Replication and Partitioning
In this section, we will take a look at two concepts which are generally used while scaling out data storage in a cloud environment. Consider a data storage system (any database), which needs to be scaled out for high availability in a cloud environment.
Replication:
In order to be highly available, the data needs to be stored in multiple nodes, so that if one node goes down, the other available nodes cater to the data requests. This process of having multiple copies of data is referred to as ‘Replication’.
Replication Factor:
A replication factor is the number of replicas (or copies) which would be maintained for each set of data. In the above diagram, the replication factor is two, since two copies are maintained apart from the primary data.
Challenges of replicating data:
Replication of data poses a very important challenge namely syncing of data. The changes made to any one copy of the data should be synced up in other nodes as well to guarantee consistency of data.
Partitioning:
Replication allows multiple copies of data to be available in multiple nodes. However, what if the data grows in size and one node is not capable of storing all the data. In such a scenario, we would need to split the data into multiple nodes, so that collectively those nodes account for the entire data. This process of splitting the data into multiple nodes is known as 'Partitioning'.
Challenges of partitioning data:
When we partition the data, the system needs to maintain book keeping of which part of data is stored in which node. Based on this information, the system needs to query the corresponding node when a request is made, in order to guarantee high performance.

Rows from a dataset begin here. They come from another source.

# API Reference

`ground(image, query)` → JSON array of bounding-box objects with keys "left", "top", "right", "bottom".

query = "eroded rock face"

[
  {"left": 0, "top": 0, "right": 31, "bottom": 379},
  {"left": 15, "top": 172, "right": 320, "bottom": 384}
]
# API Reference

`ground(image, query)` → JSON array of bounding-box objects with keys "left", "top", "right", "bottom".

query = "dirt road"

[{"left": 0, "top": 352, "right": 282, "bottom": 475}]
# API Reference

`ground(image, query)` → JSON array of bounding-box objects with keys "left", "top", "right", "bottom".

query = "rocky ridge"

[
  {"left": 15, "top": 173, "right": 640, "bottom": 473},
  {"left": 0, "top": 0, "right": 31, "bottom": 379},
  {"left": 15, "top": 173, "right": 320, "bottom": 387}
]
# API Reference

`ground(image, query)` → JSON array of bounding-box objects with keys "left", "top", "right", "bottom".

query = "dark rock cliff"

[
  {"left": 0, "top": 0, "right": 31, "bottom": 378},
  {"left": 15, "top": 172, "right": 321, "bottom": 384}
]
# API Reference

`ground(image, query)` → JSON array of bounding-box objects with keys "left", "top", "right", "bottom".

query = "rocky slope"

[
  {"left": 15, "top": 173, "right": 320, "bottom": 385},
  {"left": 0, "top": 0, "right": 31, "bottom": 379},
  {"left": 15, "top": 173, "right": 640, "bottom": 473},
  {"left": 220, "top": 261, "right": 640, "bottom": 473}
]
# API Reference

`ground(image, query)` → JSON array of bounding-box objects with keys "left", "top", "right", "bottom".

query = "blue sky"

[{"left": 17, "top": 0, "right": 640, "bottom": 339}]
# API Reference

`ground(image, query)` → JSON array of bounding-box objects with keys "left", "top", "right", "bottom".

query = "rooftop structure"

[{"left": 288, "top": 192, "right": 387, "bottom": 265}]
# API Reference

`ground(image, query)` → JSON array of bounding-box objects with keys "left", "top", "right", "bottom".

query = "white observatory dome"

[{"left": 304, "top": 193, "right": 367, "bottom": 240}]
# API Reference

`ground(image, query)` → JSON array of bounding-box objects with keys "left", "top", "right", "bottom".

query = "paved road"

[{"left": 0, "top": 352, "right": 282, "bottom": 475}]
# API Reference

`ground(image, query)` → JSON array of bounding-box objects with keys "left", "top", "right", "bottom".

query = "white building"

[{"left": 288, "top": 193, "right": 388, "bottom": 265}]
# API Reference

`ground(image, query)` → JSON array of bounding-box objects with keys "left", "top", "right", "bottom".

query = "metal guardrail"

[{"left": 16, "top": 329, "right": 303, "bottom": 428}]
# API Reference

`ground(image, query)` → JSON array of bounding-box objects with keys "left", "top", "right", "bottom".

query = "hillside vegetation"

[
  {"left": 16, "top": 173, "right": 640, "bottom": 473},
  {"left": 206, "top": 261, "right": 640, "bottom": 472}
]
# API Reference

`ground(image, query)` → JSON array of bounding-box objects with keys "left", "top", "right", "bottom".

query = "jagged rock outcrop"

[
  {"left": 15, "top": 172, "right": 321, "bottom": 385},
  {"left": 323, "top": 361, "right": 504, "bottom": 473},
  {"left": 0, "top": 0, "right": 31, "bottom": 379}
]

Replication and Partitioning combined:
Replication and Partitioning could be combined for high availability and scalability from a data perspective. Thus we can have the data partitioned into multiple nodes and each partitioned node could be replicated across multiple nodes.
For instance, in the example above, the data (A, B, C) is partitioned into three nodes, with each node having one set of data. Also, the data is replicated across all the three nodes, in such a way that the partitioned data and replicated data are present in a mutually exclusive manner in any node. i.e., Node 1 maintains partitioned data A and replica of data B, Node 2 maintains partitioned data B and replica of data C, Node 3 maintains partitioned data C and replica of data A.
In such a setup, if node 1 goes down, the system would retrieve the data A from the replica in node 3.
Reference Implementations:
Cassandra database provides partitioning and replication of data. Mongo DB also provides partitioning through partitioned collections.